Others piled on. House Republican Adam Kinzinger on Thursday called Bannon’s views “a cancer to our democracy.”
– ‘The end of Bannon’ –
Many Republican candidates had sought Bannon’s blessing for the upcoming primaries as a way to gain credibility as true Trumpists — a support that would result in media coverage (through Breitbart and others) and financial backing from key donors.
But with the Bannon label no longer synonymous with Trump, these populist candidates suddenly face a stark choice. Some issued statements re-iterating their loyalty… to the current White House occupant.
Those in the party’s establishment wing fired back against insurgent candidates, warning they were associates of a man who insulted the president.
For despite his unpopularity among the broader electorate, Trump remains the sole popular and unifying figure among conservatives. Fully 82 percent of Republicans approve of the president, according to a recent Gallup poll.
Even Bannon’s most important ultra-conservative donors, the billionaire Mercer family, have severed ties as the strategist’s allies begin shrinking away.
Rebekah Mercer reiterated her support for Trump “and the platform upon which he was elected.”

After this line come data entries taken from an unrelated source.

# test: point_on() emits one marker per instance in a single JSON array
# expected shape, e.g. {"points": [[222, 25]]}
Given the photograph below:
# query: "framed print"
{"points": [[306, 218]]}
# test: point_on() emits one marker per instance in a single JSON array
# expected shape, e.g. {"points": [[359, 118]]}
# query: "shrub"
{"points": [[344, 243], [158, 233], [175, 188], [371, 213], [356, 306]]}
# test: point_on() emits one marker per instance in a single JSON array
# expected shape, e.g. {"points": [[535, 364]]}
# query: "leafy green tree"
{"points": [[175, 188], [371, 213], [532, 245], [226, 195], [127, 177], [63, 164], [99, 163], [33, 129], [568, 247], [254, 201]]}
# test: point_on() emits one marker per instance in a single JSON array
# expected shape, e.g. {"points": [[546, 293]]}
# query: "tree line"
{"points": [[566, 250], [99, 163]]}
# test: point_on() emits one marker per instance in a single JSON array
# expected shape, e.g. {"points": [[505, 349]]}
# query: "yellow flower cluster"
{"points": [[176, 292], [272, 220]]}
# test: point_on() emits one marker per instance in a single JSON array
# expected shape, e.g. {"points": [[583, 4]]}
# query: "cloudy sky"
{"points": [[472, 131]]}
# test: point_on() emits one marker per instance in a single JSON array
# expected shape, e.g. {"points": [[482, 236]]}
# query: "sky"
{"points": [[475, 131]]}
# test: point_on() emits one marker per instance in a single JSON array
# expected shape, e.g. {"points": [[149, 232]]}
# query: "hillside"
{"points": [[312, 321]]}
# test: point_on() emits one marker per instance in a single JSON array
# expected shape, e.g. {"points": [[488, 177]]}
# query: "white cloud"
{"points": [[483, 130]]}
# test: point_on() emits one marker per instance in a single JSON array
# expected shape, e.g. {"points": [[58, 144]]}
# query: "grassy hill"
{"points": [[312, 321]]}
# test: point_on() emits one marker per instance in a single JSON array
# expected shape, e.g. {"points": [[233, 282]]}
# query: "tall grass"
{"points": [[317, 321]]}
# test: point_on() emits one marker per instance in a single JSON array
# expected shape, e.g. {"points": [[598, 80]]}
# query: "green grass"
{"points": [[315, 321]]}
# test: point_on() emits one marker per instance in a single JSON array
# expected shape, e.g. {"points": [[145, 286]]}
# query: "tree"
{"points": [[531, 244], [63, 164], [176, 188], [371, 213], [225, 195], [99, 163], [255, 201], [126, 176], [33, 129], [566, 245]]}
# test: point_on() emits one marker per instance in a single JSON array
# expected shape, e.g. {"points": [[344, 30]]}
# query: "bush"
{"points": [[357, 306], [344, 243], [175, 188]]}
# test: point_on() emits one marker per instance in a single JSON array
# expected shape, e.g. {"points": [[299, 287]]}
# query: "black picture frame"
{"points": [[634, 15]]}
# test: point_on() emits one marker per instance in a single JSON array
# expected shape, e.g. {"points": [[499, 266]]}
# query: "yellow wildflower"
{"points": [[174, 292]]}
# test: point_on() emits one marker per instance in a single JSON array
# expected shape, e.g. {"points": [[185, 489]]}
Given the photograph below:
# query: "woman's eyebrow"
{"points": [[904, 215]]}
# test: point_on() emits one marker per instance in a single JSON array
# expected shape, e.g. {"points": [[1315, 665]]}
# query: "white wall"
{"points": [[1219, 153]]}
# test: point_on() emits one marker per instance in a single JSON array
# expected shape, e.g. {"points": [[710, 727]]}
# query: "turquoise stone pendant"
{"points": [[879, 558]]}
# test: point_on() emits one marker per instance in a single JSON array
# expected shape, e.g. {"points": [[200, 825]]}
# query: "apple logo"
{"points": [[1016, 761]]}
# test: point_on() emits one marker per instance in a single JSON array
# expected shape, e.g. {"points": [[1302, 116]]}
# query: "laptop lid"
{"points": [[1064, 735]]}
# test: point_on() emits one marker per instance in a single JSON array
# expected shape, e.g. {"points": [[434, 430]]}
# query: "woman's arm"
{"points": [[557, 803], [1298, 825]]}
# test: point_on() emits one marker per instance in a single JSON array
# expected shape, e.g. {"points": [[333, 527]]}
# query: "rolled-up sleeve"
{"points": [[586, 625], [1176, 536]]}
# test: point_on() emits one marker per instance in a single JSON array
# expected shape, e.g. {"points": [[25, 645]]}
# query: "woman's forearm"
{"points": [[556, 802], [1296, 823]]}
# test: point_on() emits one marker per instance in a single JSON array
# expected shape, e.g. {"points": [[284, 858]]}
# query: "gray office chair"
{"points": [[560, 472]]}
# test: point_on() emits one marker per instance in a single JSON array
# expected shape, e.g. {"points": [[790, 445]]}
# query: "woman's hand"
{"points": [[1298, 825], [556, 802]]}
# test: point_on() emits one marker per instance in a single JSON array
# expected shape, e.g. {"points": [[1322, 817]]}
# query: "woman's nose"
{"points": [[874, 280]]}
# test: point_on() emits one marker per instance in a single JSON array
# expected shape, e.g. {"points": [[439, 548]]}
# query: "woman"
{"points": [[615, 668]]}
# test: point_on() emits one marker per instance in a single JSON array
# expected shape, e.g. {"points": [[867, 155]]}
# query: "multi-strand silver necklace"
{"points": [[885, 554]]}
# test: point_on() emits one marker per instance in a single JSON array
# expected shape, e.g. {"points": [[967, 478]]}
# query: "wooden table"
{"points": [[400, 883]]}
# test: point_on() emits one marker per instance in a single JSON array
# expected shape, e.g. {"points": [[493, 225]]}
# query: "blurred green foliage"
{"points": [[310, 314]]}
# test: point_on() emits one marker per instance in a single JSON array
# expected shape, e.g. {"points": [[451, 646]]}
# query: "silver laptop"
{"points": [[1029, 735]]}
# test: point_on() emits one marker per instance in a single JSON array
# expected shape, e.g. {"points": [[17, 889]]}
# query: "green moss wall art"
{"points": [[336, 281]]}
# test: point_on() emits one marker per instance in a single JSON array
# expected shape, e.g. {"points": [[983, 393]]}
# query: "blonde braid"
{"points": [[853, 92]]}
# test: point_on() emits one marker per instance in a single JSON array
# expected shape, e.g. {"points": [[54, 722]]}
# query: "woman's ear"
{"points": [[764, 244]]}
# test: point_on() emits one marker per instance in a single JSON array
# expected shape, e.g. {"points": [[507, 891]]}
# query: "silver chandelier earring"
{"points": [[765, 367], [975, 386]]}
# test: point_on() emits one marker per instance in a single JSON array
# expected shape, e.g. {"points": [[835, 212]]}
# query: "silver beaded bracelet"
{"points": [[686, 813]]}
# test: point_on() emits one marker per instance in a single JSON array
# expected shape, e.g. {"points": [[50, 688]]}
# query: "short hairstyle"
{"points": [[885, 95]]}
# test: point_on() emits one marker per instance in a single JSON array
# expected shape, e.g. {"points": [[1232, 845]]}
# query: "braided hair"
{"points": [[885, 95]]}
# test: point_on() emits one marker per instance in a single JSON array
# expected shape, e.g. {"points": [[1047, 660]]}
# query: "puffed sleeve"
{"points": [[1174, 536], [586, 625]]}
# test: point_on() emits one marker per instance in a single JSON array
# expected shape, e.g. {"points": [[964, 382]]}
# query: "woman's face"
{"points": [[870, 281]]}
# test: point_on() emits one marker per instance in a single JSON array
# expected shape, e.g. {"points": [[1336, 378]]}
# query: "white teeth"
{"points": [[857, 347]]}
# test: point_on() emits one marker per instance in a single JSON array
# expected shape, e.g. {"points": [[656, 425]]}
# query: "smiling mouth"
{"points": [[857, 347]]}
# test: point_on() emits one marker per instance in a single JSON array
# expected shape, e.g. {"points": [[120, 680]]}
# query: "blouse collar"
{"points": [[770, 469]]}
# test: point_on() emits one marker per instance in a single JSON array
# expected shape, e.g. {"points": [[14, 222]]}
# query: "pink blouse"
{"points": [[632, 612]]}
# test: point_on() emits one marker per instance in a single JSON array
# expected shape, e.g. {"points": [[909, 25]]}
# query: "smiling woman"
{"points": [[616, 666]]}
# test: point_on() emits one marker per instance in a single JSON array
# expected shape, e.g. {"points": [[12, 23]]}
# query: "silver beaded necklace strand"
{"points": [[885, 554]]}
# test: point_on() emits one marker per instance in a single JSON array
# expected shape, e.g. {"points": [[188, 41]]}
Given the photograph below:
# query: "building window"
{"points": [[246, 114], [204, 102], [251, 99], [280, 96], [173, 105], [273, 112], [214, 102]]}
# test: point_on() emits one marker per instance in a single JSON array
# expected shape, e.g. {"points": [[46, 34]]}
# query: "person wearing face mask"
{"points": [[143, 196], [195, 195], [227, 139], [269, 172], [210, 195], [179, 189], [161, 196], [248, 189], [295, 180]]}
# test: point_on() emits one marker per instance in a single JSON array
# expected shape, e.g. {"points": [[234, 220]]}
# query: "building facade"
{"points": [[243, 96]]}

Her family has not communicated with Bannon “in many months” and has provided no financial support, “nor do we support his recent actions and statements,” she told The Washington Post.
In Washington, party dignitaries are jubilant. A smile crossed McConnell’s face Thursday when he said he supported “what the president had to say” about his former White House aide.
“Trump would have won the presidency without Bannon,” added former House speaker and Trump ally Newt Gingrich, while the veteran Republican strategist Ed Rollins confidently predicted on Fox Business Network: “I think it’s the end of Bannon.”